He stomped forward—barefoot, silk robe fluttering behind him, braid snapping. He slapped Seungho’s hand away, hard enough that the Fire King’s arm jerked back, surprise flashing in his eyes.

“Are you calling me a LIAR?” Haneul’s voice rang through the throne hall, fury so unfiltered it bordered on innocence—his anger not posturing, not theater, but the wild truth of a creature that’s never learned to pretend, indeed.

For a breathless moment, Seungho just stood there—hand stinging, face unreadable. Haneul’s magic danced in the cold air, blue-white sparks rising from his shoulders, the pride and pain of someone who can’t hide what he feels.

He meant every word. Every hurt. Every gift. Every insult. He didn’t know how to be false, and the world kept punishing him for it.

And Seungho, for once, didn’t fight back.

He dropped to one knee—slow, deliberate, every guard in the hall gasping as if a mountain had just bowed to a storm. Not only because he knelt, but because he did it for Haneul.

He set the tea down, hands open, palms bare. The fire in his eyes softened, heat in the room dropping to match the flare of ice dancing across Haneul’s skin. For a breath, they were no longer king and enemy, warlord and weapon. Just two boys, burnt and bitter, lost in a language made of pain and proximity.
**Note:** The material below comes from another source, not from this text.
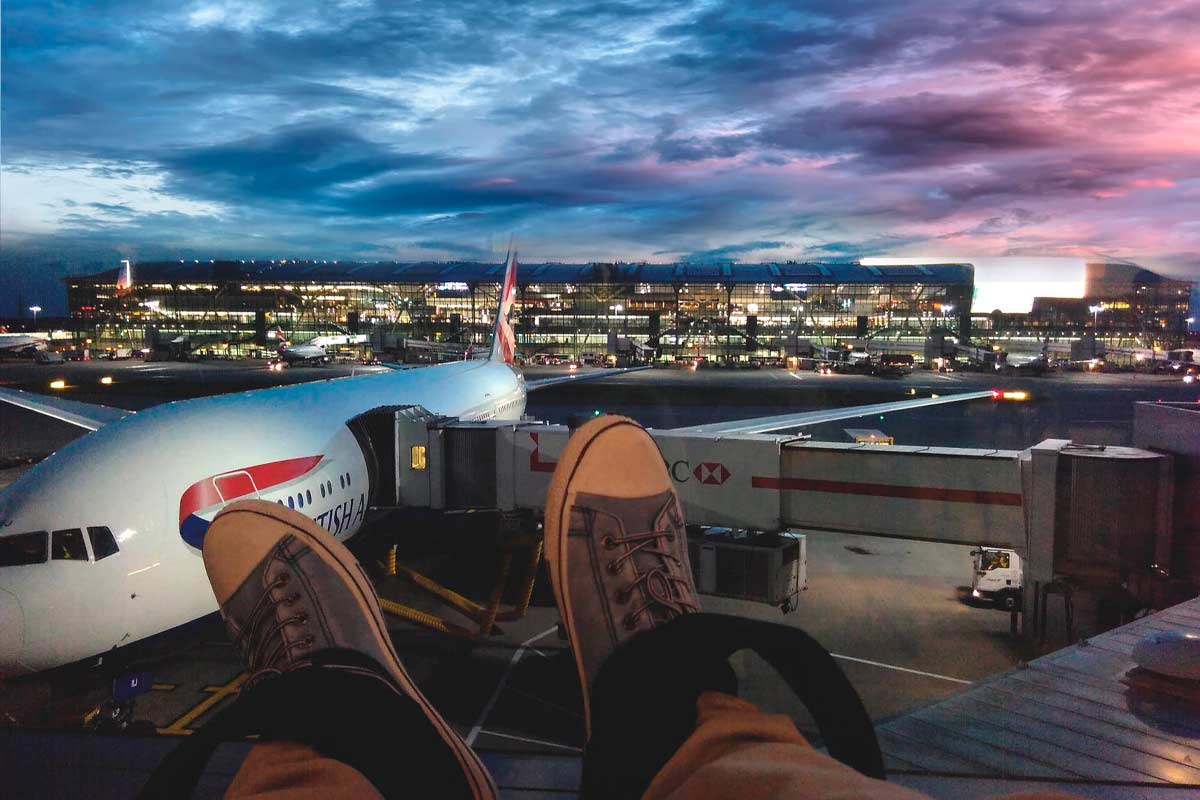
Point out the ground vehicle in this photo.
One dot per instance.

“I believe you,” Seungho said quietly. The words didn’t echo—they landed, heavy and true.

Haneul’s anger faltered, confusion rippling through him. His core fluttered, white-blue-white, unable to settle.

Seungho looked up, still kneeling, hands empty, gaze steady and open. “I believe you. You meant it.”

Haneul blinked—furious, glassy-eyed, caught in the storm of being seen.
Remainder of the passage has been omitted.